We are now at the fifth iteration of Government guidance for employers, which not only confirms that the Scheme will be extended to the end of June 2020, but also covers the following:
- Employers must confirm in writing to their employees that they have been furloughed, and that ‘if this is done in a way that is consistent with employment law’ then that will constitute valid consent for the purpose of the scheme. The guidance goes on to say that ‘the employee does not have to provide a written response’. This would be helpful clarification if it were not at odds with what it says in the Treasury Direction, published on 15 April. The Direction states that an employee can only be furloughed for the purpose of the Scheme if the employer and employee ‘have agreed in writing (which may be in an electronic form such as an email) that the employee will cease all work in relation to their employment’. In addition, generally confirmation of agreement is required to change an employment contract. So it remains unclear whether or not employees have to have specifically agreed in writing to being furloughed.
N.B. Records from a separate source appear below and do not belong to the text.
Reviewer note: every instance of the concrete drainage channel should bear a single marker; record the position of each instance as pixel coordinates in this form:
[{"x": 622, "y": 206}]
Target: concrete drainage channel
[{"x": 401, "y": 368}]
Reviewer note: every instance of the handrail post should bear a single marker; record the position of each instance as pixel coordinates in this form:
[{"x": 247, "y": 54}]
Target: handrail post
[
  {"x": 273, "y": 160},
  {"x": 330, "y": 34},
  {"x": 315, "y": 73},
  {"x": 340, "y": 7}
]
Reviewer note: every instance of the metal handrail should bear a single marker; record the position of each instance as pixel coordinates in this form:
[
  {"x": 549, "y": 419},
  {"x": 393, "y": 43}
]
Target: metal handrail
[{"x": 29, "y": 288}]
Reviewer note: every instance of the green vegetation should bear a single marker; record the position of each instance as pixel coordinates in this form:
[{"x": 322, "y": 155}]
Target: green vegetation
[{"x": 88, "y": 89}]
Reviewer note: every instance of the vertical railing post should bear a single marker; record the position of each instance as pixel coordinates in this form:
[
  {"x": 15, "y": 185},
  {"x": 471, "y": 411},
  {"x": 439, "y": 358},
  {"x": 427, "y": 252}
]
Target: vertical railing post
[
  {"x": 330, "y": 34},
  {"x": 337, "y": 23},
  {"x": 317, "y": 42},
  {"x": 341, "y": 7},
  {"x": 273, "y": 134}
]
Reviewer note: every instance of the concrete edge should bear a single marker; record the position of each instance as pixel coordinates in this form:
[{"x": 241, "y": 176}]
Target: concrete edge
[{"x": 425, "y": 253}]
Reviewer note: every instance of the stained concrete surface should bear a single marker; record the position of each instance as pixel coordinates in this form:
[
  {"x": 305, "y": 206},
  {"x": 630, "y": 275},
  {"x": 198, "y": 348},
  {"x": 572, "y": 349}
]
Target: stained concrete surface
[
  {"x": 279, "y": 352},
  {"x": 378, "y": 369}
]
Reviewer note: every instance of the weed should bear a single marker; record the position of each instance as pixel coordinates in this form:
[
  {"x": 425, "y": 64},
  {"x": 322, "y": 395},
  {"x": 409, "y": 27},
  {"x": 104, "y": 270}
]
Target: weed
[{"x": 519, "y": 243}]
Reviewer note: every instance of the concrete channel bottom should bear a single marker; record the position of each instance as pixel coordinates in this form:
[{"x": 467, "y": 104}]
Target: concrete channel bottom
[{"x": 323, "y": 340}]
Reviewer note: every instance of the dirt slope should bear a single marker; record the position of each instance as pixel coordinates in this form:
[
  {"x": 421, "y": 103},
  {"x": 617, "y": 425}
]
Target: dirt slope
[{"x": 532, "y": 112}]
- New guidance on the issue of annual leave during furlough which confirms our view that employees will accrue annual leave while on furlough and that they can take their holiday during furlough. Employers will, however, have to top up holiday pay to employees’ usual holiday pay in accordance with the Working Time Regulations.
There are also two new helpful guidance documents. One, is a ‘step by step’ guide which explains the information that employers need to provide to claim for their employees’ wages, with detailed examples. The other is a guide to calculating 80% of your employee’s wages, National Insurance Contributions and pension contributions if you have furloughed staff. This guidance covers which payments you should take into account when calculating 80% of your employees’ wages which is said to include regular wages, non-discretionary overtime, non-discretionary fees, non-discretionary commission payments and piece rate payments. It further explains which payments you cannot include namely payments made at your discretion where you were under no contractual obligation to pay, including tips, discretionary bonuses, discretionary commission payments, non-cash benefits and other non-monetary benefits like benefits in kind (such as a company car) and salary sacrifice schemes (including pension contributions) that reduce an employees’ taxable pay.
We are in the process of considering the implications of the latest guidance and amending our FAQs to include it.